NodeImporter importer = new NodeImporter(src, dst, ImportFormatMode.USE_DESTINATION_STYLES);
List bulletedList = null;
List numberedList = null;
// Just to demonstrate the technique, we will import only paragraphs from source documents.
for (Paragraph par : src.getFirstSection().getBody().getParagraphs())
{
// Import paragraph into the destination document.
Paragraph dstParagraph = (Paragraph)importer.importNode(par, true);
if (par.isListItem())
{
boolean isBulletedList = dstParagraph.getListFormat().getListLevel().getNumberStyle() == NumberStyle.BULLET;
// Create new paragraph anc copy all content of the source paragraph into the newly created.
Paragraph tmpParagraph = new Paragraph(dst);
for (Node child : dstParagraph.getChildNodes())
tmpParagraph.appendChild(child);
dstParagraph = tmpParagraph;
if (isBulletedList)
{
if (bulletedList == null)
{
dstParagraph.getListFormat().applyBulletDefault();
bulletedList = dstParagraph.getListFormat().getList();
}
else
{
dstParagraph.getListFormat().setList(bulletedList);
}
}
else
{
if (numberedList == null)
{
dstParagraph.getListFormat().applyNumberDefault();
numberedList = dstParagraph.getListFormat().getList();
}
else
{
dstParagraph.getListFormat().setList(numberedList);
}
}
}
// Insert the paragrap into the destination document.

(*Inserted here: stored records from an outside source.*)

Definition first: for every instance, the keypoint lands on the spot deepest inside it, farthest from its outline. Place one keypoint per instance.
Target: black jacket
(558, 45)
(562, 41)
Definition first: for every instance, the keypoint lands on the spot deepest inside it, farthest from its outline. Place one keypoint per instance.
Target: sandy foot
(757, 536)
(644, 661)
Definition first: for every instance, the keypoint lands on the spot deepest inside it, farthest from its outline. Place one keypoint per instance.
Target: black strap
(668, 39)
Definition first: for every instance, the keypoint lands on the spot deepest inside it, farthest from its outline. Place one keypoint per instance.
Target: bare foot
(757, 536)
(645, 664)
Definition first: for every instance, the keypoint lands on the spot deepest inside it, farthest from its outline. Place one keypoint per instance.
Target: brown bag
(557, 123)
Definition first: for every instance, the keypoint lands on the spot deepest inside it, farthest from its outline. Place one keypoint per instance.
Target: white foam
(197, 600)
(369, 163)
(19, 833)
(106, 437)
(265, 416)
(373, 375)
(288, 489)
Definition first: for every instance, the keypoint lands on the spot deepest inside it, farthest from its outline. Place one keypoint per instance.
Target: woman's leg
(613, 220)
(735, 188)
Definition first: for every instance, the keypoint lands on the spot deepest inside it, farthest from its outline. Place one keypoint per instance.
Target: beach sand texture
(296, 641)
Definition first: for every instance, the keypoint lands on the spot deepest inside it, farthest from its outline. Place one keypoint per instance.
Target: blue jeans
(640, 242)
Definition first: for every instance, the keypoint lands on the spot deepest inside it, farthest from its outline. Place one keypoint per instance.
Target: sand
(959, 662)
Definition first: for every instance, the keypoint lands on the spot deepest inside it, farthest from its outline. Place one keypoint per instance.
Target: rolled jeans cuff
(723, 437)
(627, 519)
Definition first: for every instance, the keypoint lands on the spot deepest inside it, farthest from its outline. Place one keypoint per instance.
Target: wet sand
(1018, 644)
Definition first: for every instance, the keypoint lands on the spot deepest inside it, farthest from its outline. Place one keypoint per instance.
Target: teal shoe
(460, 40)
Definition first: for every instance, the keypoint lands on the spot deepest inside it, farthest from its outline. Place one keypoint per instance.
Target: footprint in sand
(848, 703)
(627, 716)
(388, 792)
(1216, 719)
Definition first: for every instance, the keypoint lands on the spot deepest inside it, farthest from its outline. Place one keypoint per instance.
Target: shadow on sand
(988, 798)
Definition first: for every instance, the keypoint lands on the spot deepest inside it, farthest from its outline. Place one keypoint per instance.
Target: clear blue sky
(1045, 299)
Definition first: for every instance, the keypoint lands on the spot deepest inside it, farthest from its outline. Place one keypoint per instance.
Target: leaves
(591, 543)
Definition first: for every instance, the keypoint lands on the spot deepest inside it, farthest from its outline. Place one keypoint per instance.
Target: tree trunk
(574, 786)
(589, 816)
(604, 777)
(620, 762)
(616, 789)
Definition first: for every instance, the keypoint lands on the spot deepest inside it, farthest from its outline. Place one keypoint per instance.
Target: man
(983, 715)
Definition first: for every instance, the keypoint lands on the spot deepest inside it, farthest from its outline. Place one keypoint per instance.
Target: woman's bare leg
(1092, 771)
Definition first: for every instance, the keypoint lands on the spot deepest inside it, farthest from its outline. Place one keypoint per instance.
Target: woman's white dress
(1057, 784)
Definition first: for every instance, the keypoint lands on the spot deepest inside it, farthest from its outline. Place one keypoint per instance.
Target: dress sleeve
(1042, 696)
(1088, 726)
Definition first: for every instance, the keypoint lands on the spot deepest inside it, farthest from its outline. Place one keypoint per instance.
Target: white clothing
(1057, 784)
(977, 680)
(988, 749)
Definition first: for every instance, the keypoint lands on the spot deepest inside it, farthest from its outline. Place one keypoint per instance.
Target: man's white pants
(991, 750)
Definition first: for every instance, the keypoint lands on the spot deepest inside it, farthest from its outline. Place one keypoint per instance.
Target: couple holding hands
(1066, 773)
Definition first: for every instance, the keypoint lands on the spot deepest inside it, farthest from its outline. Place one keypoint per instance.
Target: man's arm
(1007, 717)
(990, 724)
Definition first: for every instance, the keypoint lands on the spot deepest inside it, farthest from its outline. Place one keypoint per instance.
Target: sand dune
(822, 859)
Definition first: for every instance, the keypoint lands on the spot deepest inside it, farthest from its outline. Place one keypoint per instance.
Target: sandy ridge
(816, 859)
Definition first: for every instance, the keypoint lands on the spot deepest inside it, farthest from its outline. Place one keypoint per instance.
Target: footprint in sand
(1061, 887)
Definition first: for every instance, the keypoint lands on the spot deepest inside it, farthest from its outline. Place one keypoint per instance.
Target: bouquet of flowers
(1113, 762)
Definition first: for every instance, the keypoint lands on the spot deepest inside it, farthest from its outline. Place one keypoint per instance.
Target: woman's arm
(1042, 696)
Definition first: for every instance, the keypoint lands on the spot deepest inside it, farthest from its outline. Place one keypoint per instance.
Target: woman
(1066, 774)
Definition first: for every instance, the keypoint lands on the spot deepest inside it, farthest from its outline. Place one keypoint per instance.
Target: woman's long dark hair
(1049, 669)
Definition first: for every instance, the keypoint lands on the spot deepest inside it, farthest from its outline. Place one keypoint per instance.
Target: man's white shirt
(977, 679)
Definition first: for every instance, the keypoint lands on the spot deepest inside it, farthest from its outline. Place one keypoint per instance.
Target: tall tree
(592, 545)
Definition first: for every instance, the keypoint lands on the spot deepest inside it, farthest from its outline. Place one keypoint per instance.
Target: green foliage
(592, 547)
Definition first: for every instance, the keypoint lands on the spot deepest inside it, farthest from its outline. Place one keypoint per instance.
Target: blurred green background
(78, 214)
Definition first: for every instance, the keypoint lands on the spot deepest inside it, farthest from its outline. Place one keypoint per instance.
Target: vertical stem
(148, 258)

dst.getFirstSection().getBody().appendChild(dstParagraph);
}
// Save output document
dst.save("C:\\Temp\\out.html");
Thanks for the code, but it still gives the same HTML output. If you save the dst document as HTML, then it does not have any <ol> and <li> elements. Just <span> elements.
Thank you for additional information. The code works fine on my side. The output document contains properly formatted HTML list. Please see the attached source documents and output HTML document.